Sports Law Blog
All things legal relating
to the sports world...
Monday, August 18, 2014
 
To the man who taught me the infield fly rule

My father, Lawrence Wasserman, passed away July 10, at age 85. A friend once told me that losing a parent is when you really become an adult; I kind of believe that. I just ended shloshim, the 30-day period of mourning in the Jewish faith, so it seemed a good time to post this.

My dad was a huge baseball fan. He somehow became a Yankees fan in 1930s/1940s Brooklyn, an interesting choice that probably subjected him to some abuse (although his consolation was that the Yankees always won and the Dodgers always lost). He passed that love of the game down to me (even if I traded the Yankees for the Cubs as an adult--don't ask). I still cry at the end of Field of Dreams ("Dad, you wanna have a catch?"), because, who doesn't? More importantly, though he certainly could not have imagined it at the time, he set me down the path of my two-plus-year (and counting) scholarly obsession with the Infield Fly Rule.

Crazy as it sounds, one of my vivid snapshot memories of childhood is that moment when I first learned about this crazy rule. I was about eight years old and my dad and I were watching a Yankee game on TV. One of the announcers said "Infield Fly Rule is in effect" (standard baseball broadcaster lingo on IFR plays, for reasons I have not yet been able to uncover); I asked what that meant and he explained. And he obviously did it in very clear terms, because I immediately understood both the rule and its logic and his explanation stuck with me going forward. If, as I have argued, to understand the infield fly rule is to understand baseball, then my dad understood baseball. And he made sure I did, as well.
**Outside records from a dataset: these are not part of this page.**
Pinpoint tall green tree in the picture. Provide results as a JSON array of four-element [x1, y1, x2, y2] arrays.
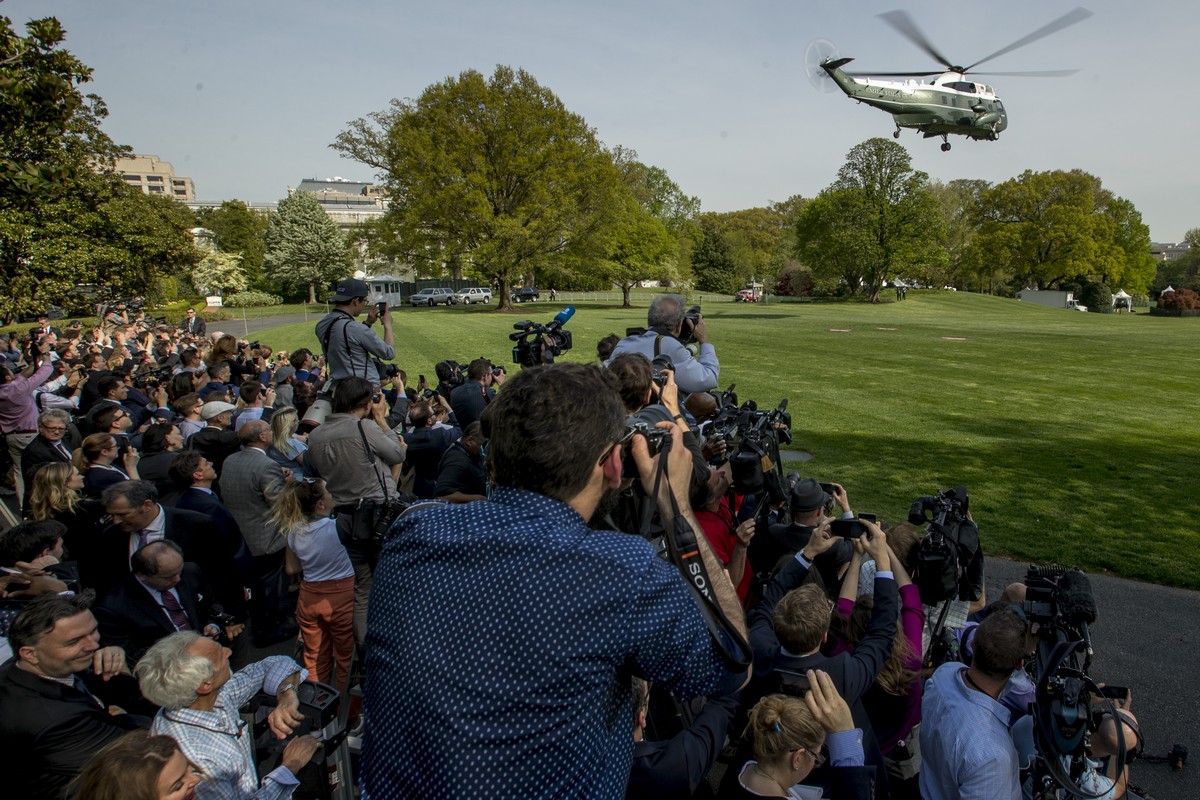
[[691, 216, 744, 294], [263, 192, 352, 302], [973, 169, 1154, 291], [796, 138, 946, 302], [196, 200, 272, 291], [332, 66, 623, 308], [0, 17, 199, 321], [192, 249, 250, 294]]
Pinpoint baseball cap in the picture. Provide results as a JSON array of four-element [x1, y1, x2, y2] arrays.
[[200, 401, 238, 422], [331, 278, 371, 302], [792, 477, 829, 511]]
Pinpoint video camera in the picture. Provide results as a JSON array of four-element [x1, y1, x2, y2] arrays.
[[509, 306, 575, 367], [1021, 565, 1141, 798], [908, 486, 983, 606], [703, 384, 792, 505]]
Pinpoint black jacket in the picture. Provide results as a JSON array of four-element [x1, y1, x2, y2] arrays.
[[0, 657, 150, 800], [92, 564, 212, 667]]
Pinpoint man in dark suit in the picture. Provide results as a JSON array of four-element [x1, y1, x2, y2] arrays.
[[20, 408, 79, 487], [91, 481, 246, 621], [95, 540, 244, 664], [179, 308, 209, 338], [726, 519, 900, 800], [218, 420, 290, 646], [0, 593, 152, 800], [167, 450, 256, 587]]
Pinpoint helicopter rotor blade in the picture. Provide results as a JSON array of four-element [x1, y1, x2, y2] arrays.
[[846, 70, 946, 78], [880, 10, 954, 67], [964, 6, 1092, 72], [971, 70, 1079, 78]]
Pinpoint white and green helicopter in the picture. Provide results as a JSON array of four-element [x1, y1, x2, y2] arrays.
[[805, 8, 1092, 150]]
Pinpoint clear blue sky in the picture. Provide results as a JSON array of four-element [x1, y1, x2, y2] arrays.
[[11, 0, 1200, 241]]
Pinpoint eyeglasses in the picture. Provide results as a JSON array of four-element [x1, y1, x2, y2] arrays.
[[596, 428, 637, 464]]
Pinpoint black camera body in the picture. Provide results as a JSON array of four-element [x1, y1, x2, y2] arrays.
[[676, 306, 700, 344], [509, 306, 575, 367], [620, 404, 672, 477]]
One of the last times I visited him in New Jersey in the spring, I brought along two of my infield fly articles. He flipped through them while we were sitting together talking and he read them after I left. And I am quite certain it is the only thing I have written as a prawf that he read or understood. So that alone made this whole project worthwhile.

Alav ha'sholom.





1 Comments:

Baruch dayan ha'emes. This was a beautiful tribute to your father. I hope you have comfort in your time of mourning.